ROI Case File No.306 | 'PeriTech's Invisible Enemy'

📅 2025-11-09 11:00

🕒 Reading time: 10 min

🏷️ 5F


ICATCH


Chapter 1: The Illusion of Efficiency—Losing Sight of DX's Essence

The week after resolving WineTrade's RFM incident, a consultation arrived from Ibaraki regarding an IT peripheral manufacturer's DX promotion. Episode 306 of Volume 25 "The Pursuit of Certainty" tells the story of discovering that what appeared to be internal efficiency DX was actually industry survival competition itself.

"Detective, we're promoting DX. We want to automate manufacturing line visual inspection to improve efficiency. However, management is skeptical—'Are the investment effects worth it?' ROI unclear, can't get budget approval."

Hiroshi Tanaka, production technology manager at PeriTech Inc., originally from Tsukuba, visited 221B Baker Street unable to hide his confusion. In his hands were a DX promotion plan and, in stark contrast, management meeting minutes stamped "Investment Effect Unclear."

"We manufacture IT peripherals in Ibaraki. USB hubs, cables, adapters... BtoB products. Currently, manufacturing line visual inspection depends on human eyes. We want to automate this."

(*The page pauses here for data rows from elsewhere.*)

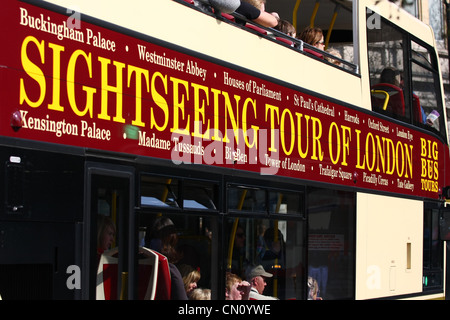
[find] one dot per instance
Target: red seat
(284, 40)
(228, 16)
(163, 285)
(417, 109)
(396, 103)
(256, 28)
(148, 274)
(107, 275)
(314, 53)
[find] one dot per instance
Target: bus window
(277, 245)
(426, 104)
(267, 229)
(331, 242)
(187, 249)
(386, 67)
(168, 192)
(433, 260)
(404, 78)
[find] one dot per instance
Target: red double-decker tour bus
(142, 142)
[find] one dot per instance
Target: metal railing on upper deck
(271, 34)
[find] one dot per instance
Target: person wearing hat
(257, 278)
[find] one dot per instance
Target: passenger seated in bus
(163, 238)
(273, 258)
(106, 232)
(313, 289)
(286, 27)
(200, 294)
(236, 288)
(256, 276)
(314, 37)
(389, 82)
(335, 53)
(190, 278)
(259, 16)
(239, 262)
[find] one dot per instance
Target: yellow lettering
(139, 72)
(178, 105)
(159, 101)
(283, 130)
(199, 111)
(273, 110)
(106, 88)
(245, 121)
(56, 97)
(33, 71)
(71, 68)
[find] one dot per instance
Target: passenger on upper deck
(163, 238)
(313, 36)
(235, 288)
(255, 10)
(286, 27)
(390, 75)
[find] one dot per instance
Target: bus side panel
(390, 246)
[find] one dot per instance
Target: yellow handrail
(313, 16)
(333, 20)
(294, 14)
(386, 99)
(233, 231)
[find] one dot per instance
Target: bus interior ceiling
(320, 13)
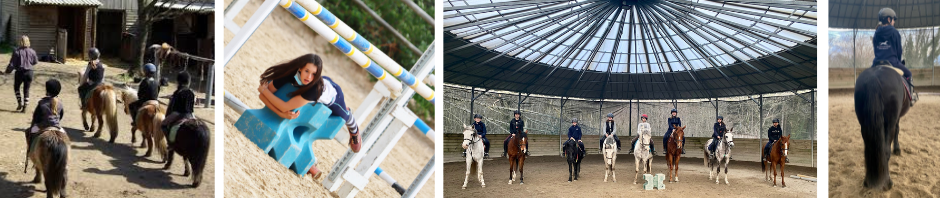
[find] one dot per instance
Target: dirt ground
(96, 167)
(914, 172)
(547, 176)
(252, 173)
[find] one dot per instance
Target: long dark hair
(291, 67)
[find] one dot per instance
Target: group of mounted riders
(516, 126)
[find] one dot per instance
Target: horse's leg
(897, 146)
(467, 177)
(480, 172)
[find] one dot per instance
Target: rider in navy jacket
(516, 126)
(719, 131)
(773, 134)
(672, 122)
(574, 133)
(481, 130)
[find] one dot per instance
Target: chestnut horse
(673, 153)
(516, 155)
(778, 155)
(149, 117)
(102, 104)
(880, 102)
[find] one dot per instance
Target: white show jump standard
(357, 41)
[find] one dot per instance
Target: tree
(151, 11)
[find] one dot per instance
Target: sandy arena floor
(96, 167)
(547, 176)
(914, 172)
(250, 172)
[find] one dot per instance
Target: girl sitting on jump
(305, 72)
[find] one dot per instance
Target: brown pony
(673, 152)
(149, 117)
(102, 104)
(516, 153)
(778, 155)
(50, 157)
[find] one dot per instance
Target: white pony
(610, 157)
(473, 143)
(722, 156)
(642, 155)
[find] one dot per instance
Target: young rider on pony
(574, 134)
(93, 75)
(643, 126)
(181, 104)
(48, 113)
(610, 130)
(773, 134)
(516, 126)
(147, 90)
(305, 72)
(887, 43)
(719, 131)
(673, 121)
(480, 128)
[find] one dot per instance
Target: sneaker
(355, 142)
(315, 172)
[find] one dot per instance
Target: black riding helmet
(886, 13)
(183, 79)
(53, 87)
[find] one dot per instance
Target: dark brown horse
(50, 157)
(777, 156)
(516, 153)
(880, 102)
(102, 104)
(673, 152)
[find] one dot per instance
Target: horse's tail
(110, 110)
(55, 167)
(158, 134)
(200, 151)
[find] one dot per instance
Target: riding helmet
(149, 68)
(886, 13)
(53, 87)
(183, 78)
(93, 53)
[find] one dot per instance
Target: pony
(642, 155)
(516, 155)
(777, 156)
(722, 156)
(610, 157)
(149, 117)
(472, 143)
(674, 152)
(880, 102)
(574, 155)
(102, 104)
(50, 156)
(192, 143)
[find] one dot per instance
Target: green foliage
(402, 18)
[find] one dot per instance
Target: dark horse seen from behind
(880, 102)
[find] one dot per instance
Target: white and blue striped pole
(342, 45)
(359, 42)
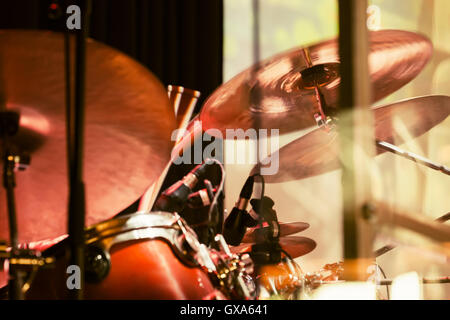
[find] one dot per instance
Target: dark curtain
(180, 41)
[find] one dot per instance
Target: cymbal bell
(293, 245)
(318, 151)
(128, 125)
(286, 83)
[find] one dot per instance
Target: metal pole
(356, 137)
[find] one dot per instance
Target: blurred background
(399, 182)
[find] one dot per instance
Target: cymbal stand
(411, 156)
(9, 125)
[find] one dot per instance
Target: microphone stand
(9, 125)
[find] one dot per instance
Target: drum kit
(157, 253)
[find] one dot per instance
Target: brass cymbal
(294, 246)
(128, 124)
(285, 83)
(318, 151)
(286, 229)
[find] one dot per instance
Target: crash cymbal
(286, 229)
(128, 125)
(294, 246)
(286, 82)
(318, 151)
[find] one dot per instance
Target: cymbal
(285, 83)
(318, 151)
(128, 125)
(286, 229)
(293, 245)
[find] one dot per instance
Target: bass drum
(138, 256)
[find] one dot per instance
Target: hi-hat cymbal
(318, 151)
(294, 246)
(285, 82)
(128, 125)
(286, 229)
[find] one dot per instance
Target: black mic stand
(9, 125)
(77, 207)
(267, 249)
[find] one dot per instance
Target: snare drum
(138, 256)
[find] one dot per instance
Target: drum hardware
(317, 152)
(184, 101)
(119, 123)
(18, 259)
(414, 157)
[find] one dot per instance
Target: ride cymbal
(318, 151)
(286, 83)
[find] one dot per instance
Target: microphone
(174, 198)
(199, 199)
(267, 249)
(237, 221)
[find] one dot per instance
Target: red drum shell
(143, 269)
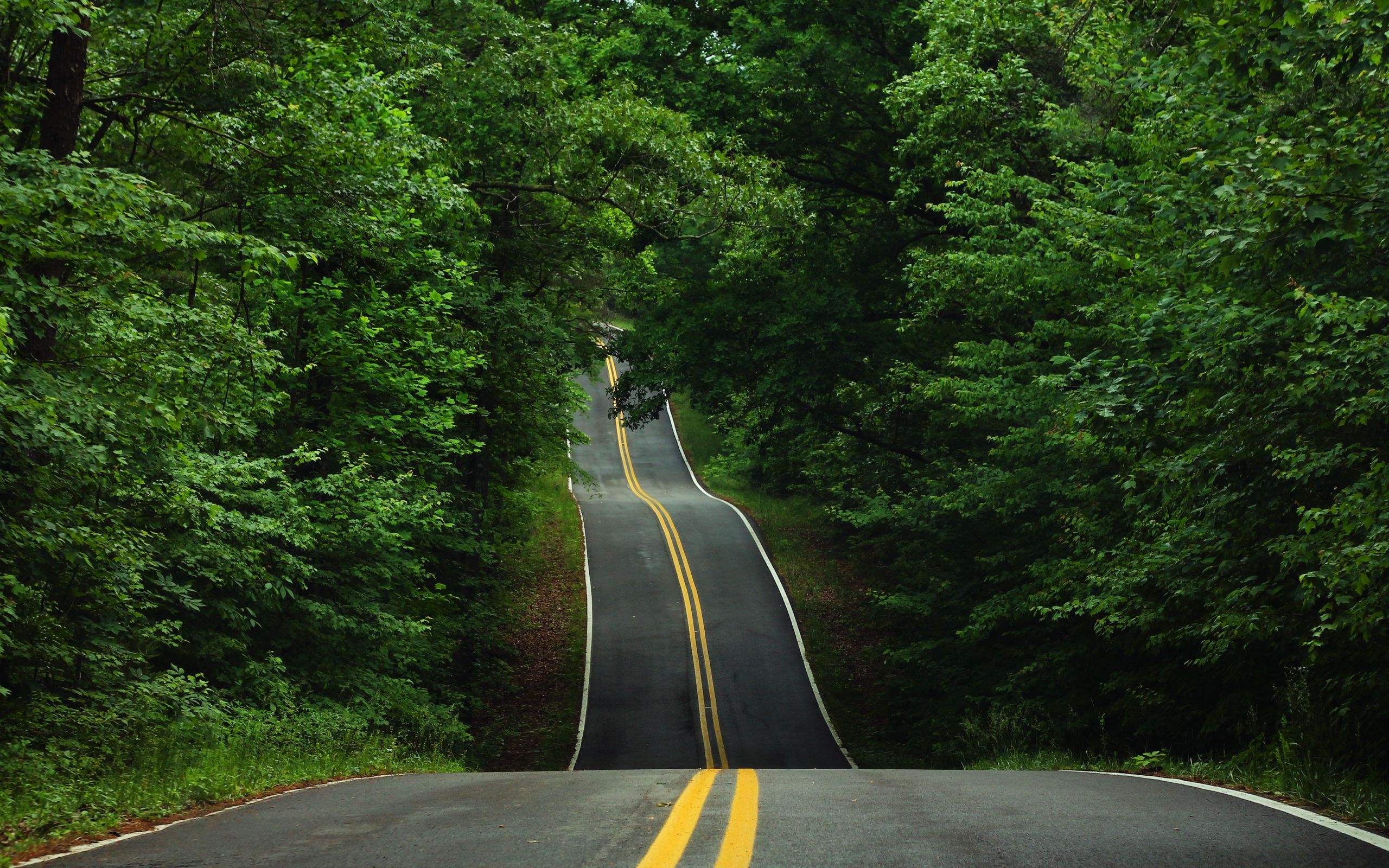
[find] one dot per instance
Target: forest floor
(830, 591)
(531, 720)
(195, 770)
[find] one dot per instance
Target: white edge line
(791, 613)
(588, 642)
(1345, 828)
(160, 828)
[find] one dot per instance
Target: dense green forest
(292, 301)
(1066, 313)
(1084, 341)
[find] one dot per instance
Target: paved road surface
(829, 819)
(643, 707)
(695, 666)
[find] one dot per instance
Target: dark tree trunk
(59, 137)
(67, 78)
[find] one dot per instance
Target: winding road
(705, 743)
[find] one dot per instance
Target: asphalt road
(643, 699)
(696, 680)
(806, 817)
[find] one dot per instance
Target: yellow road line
(690, 593)
(742, 824)
(670, 842)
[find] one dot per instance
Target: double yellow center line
(666, 852)
(737, 851)
(693, 614)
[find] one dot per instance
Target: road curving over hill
(705, 745)
(695, 660)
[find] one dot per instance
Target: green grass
(1292, 777)
(192, 764)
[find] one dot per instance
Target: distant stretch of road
(703, 745)
(695, 660)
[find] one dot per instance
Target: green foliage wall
(1085, 342)
(291, 301)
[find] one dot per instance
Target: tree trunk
(59, 137)
(67, 78)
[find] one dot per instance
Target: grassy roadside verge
(196, 767)
(829, 589)
(531, 723)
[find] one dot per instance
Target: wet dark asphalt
(642, 710)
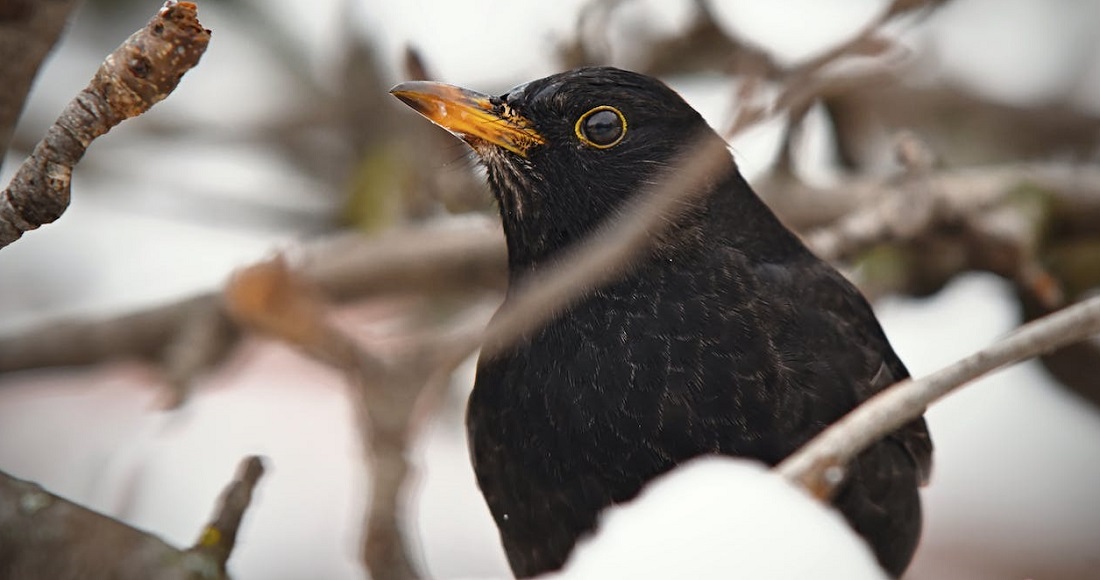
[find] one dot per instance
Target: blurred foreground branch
(886, 412)
(139, 74)
(46, 536)
(191, 336)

PeriTech's DX Promotion Stagnation: - Establishment: 1998 (IT peripheral manufacturing) - Annual Revenue: ¥4.8 billion - Employees: 280 - Manufacturing Base: 1 Ibaraki factory - Inspection Process: Visual inspection (18 inspectors) - Defect Outflow Rate: 0.8% (industry average 0.5%) - DX Investment Plan: Visual inspection automation (investment ¥85M) - Status: Awaiting management approval (stalled 3 months)

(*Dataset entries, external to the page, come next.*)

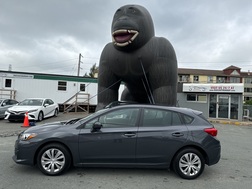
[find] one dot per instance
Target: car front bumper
(24, 152)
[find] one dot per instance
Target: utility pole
(78, 74)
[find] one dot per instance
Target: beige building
(217, 93)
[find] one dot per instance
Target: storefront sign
(15, 75)
(214, 88)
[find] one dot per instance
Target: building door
(223, 106)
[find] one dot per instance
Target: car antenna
(147, 86)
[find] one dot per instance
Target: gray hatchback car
(131, 136)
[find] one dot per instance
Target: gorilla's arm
(108, 83)
(163, 73)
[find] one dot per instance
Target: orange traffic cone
(26, 120)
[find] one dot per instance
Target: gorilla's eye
(132, 10)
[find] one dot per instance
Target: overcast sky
(46, 36)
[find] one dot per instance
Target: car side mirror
(96, 126)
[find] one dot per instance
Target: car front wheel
(189, 163)
(53, 159)
(56, 112)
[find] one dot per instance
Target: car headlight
(30, 111)
(27, 136)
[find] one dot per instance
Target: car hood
(23, 108)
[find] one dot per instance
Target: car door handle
(130, 134)
(177, 134)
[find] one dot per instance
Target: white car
(37, 109)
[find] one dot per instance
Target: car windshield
(93, 115)
(31, 102)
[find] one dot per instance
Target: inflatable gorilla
(146, 64)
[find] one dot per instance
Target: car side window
(187, 119)
(120, 118)
(156, 117)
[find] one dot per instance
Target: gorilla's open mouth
(124, 37)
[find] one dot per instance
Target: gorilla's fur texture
(146, 64)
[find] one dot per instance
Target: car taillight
(211, 131)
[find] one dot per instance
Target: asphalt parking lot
(234, 169)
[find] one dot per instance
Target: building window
(234, 80)
(62, 85)
(8, 83)
(195, 78)
(209, 79)
(82, 87)
(248, 80)
(183, 78)
(248, 90)
(220, 79)
(196, 97)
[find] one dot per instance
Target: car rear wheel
(40, 116)
(189, 163)
(53, 159)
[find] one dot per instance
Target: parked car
(132, 136)
(37, 109)
(5, 104)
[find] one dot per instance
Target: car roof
(178, 109)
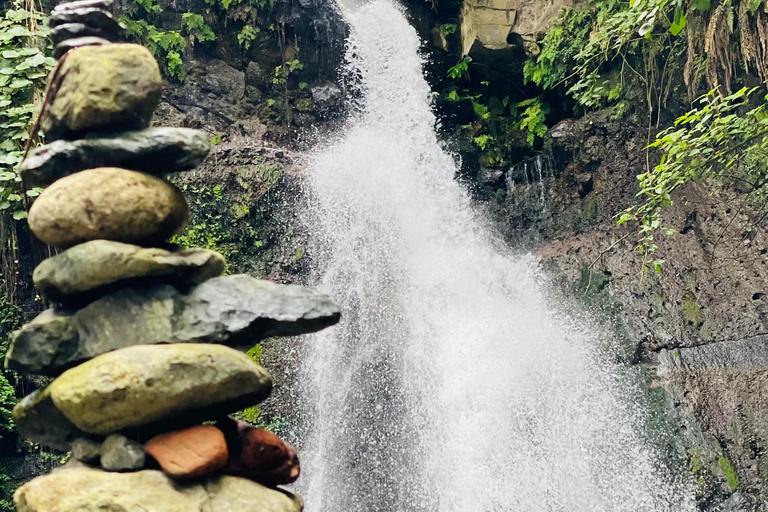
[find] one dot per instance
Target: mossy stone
(142, 385)
(112, 87)
(85, 489)
(108, 203)
(98, 263)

Deep frustration filled Tanaka's voice.

"The problem is that DX's purpose can only be explained as 'efficiency.' With automation, we can reduce 18 inspectors to 12. Annual labor cost reduction is about ¥24M. Investment recovery period is 3.5 years. But management says 'Is that all?'"

Management Meeting Record (3rd Meeting):

President: "Mr. Tanaka, ¥85M is a large investment. If labor cost reduction is the only purpose, wouldn't maintaining status quo without investment be better?"

Tanaka: "However, efficiency is important. Competitors are also advancing DX"

Finance Manager: "Can't approve with only 'because competitors are advancing' as reason. Show us why DX is truly necessary for us"

Tanaka: "That's..."

Result: Approval pending, instructed to reconsider

"Honestly, I couldn't answer. I couldn't explain 'why DX is necessary' in words other than efficiency."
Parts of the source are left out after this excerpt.